Estudian con células del intestino humano los mecanismos que producen esta dolencia y afectan al sistema inmunitario

Un grupo de investigación del Instituto de Biología y Genética Molecular (Ibgm) de la Universidad de Valladolid (UVa) y el CSIC se ha convertido en el primero en utilizar células del intestino humano para averiguar los mecanismos que producen la inflamación de la Enfermedad de Crohn y la colitis ulcerosa.

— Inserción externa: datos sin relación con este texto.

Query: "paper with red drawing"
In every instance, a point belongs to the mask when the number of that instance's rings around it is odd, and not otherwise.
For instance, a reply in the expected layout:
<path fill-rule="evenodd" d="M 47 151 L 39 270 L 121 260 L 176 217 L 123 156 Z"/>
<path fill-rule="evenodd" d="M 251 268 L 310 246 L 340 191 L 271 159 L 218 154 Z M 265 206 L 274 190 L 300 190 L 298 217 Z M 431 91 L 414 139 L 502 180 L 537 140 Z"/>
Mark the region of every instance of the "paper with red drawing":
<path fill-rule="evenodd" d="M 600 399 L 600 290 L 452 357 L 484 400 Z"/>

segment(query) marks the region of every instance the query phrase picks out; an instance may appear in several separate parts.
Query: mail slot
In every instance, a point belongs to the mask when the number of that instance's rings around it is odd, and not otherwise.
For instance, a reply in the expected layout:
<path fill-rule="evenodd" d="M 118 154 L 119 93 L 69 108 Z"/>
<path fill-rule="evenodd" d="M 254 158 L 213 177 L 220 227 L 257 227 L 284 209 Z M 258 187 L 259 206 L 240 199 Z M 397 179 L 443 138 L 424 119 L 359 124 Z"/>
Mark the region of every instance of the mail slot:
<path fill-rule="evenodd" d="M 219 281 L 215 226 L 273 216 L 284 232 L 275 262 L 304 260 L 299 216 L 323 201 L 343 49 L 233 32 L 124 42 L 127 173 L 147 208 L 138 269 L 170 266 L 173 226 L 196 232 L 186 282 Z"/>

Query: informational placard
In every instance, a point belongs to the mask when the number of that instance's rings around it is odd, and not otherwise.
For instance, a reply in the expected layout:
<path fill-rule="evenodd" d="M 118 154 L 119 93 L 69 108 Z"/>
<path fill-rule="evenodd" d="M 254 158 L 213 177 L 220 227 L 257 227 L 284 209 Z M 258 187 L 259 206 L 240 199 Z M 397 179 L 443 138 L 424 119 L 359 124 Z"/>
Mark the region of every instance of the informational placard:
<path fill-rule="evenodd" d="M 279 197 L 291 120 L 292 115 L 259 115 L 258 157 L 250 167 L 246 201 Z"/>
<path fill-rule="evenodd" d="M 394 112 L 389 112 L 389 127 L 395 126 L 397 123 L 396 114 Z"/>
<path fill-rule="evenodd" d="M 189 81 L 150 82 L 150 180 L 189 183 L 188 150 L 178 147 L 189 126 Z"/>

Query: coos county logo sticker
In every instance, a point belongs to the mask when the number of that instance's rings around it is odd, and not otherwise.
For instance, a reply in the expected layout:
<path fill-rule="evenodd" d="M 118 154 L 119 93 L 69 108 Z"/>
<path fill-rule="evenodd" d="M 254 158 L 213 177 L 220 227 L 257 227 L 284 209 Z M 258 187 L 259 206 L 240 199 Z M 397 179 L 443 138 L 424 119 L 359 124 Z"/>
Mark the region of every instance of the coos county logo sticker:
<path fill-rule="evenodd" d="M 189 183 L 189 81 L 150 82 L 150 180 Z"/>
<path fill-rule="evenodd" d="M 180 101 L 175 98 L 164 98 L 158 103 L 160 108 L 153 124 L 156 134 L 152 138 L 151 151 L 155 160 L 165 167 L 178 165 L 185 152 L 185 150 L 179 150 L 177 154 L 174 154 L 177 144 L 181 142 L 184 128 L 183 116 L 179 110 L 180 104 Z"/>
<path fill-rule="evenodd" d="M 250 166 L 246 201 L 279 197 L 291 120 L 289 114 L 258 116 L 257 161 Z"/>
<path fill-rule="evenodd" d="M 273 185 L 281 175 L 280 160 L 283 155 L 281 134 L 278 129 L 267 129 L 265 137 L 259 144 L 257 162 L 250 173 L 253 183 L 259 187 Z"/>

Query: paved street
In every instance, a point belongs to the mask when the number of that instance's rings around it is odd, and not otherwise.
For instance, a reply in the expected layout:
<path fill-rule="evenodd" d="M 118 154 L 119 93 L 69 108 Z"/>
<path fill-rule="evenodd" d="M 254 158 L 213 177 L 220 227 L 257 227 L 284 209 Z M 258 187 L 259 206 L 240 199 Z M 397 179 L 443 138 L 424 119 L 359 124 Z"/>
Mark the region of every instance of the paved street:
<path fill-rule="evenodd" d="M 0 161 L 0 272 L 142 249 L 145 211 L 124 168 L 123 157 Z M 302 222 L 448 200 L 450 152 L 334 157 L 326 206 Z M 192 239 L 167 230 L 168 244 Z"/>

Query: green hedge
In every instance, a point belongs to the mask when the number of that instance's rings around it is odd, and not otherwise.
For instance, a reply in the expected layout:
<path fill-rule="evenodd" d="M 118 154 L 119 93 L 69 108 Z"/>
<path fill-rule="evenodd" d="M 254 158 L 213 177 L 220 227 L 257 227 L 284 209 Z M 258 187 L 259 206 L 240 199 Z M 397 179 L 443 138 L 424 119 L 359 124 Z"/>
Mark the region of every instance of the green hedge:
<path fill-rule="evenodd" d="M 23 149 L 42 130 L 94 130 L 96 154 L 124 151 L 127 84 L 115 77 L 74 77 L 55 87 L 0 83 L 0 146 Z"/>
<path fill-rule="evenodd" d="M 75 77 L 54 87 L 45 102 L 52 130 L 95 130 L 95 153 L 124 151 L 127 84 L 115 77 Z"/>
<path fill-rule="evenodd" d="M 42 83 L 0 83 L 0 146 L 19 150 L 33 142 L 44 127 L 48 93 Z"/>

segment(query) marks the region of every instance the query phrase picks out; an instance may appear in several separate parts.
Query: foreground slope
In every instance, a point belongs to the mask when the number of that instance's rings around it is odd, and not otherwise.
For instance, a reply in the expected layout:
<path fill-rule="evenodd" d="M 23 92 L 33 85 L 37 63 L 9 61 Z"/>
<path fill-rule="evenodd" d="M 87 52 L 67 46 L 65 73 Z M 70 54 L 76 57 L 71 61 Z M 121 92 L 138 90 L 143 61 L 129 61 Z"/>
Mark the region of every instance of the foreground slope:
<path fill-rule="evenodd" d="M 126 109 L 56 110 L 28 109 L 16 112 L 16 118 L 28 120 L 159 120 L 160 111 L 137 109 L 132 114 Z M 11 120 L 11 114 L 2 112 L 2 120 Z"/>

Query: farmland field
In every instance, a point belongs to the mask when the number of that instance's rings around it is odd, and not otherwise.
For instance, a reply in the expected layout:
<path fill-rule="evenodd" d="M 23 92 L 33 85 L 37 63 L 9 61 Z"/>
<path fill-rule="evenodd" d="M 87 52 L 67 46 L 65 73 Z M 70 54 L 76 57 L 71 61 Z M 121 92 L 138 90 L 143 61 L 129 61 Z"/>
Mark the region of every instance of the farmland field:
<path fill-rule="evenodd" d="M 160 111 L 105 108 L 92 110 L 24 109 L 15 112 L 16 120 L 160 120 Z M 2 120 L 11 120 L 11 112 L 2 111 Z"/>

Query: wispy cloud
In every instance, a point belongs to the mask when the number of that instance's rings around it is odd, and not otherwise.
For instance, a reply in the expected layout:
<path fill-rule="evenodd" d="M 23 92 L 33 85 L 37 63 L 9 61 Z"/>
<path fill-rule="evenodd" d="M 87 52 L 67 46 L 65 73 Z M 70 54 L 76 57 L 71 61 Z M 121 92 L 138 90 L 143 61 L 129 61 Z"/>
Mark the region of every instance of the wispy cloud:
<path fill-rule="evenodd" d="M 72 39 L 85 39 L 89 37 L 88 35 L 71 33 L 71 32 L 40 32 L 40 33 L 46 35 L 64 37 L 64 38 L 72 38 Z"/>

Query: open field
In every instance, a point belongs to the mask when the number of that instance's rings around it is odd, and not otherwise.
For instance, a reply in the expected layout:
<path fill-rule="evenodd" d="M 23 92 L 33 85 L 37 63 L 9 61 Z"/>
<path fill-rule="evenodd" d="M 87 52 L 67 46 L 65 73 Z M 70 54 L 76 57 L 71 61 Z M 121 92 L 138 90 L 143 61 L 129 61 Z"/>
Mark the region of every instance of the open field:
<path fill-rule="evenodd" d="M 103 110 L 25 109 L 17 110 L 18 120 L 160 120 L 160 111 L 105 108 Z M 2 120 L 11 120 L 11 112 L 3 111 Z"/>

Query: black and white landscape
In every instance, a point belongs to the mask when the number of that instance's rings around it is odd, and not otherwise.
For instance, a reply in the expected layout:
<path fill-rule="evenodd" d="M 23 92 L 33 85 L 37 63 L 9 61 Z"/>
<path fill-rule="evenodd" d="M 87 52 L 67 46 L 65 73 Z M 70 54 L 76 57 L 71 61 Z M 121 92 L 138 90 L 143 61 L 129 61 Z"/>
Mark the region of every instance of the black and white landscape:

Estos pioneros, que cuentan con el apoyo del Hospital Clínico Universitario y el Hospital Universitario Río Hortega, liderados por David Bernardo, tratan de averiguar por qué las células dendríticas se «equivocan» y «ordenan atacar» a las bacterias del intestino.

Para su estudio, Bernardo creó un equipo en el que colaboran distintos especialistas que trabajan en el diagnóstico y tratamiento de estas dolencias formado por inmunólogos, gastroenterólogos, cirujanos de intestino y anatomopatólogos.

Hasta el momento, todas las investigaciones realizadas en esta materia se hacían con material procedente de ratones o con células manipuladas en diferentes laboratorios.

Sin embargo, contar con células dendríticas humanas era fundamental, ya que son las encargadas de ordenar a los linfocitos atacar a las bacterias patógenas que pueden provocar una enfermedad y sin ellas el sistema inmune no funciona. «Son una fracción muy pequeña de este sistema pero en el intestino tienen una importancia crucial», señala David Bernardo.

Precisamente porque son muy pocas y se mueren muy rápido (viven tres días) no se había planteado hasta ahora su estudio, dirigiéndose la mayoría de los investigadores al estudio de los linfocitos T, que sin embargo actuán bajo el «mandato» de las dendríticas.

«La célula dendrítica es al sistema inmune lo que un juez al sistema legal. Son las que determinan todo. Nuestra hipótesis es que la enfermedad inflamatoria intestinal está provocada por una respuesta alterada de estas células que desencadena la enfermedad», explica el investigador.

«Todas las personas tienen bacterias benignas en su intestino. Sin embargo, en los pacientes con Crohn y colitis ulcerosa las dendríticas se equivocan y detectan la flora intestinal como un enemigo al que atacan. Se sabe que hay un grupo de factores que son los que lo provocan, pero averiguar el porqué es la pregunta del millón», añade.

Las células ponen en marcha una respuesta inflamatoria frente a patógenos invasores, mientras que toleran la flora y los nutrientes, por lo que conocer los mecanismos que activan una ruta u otra permitirá que, cuando la respuesta no sea la adecuada, llevarla hasta el otro lado.

«Por algún motivo la inflamación afecta a unas zonas concretas por lo que las preguntas que nos hacemos son: ¿Por qué determinados sitios se inflaman con frecuencia? ¿Hay algo que protege a los tejidos sanos?», asevera David Bernardo.

Conocer la respuesta a estas y otras preguntas permitirá combatir la «insurrección» de estas células manipulando el sistema inmune para restaurar el mecanismo dañado.

La enfermedad de Crohn y la colitis ulcerosa afecta, en su mayoría, a adultos jóvenes entre los 16 y los 40 años que invierten en tratamientos médicos entre 2.000 y 3.000 euros mensuales, requiriendo cirugía frecuentemente.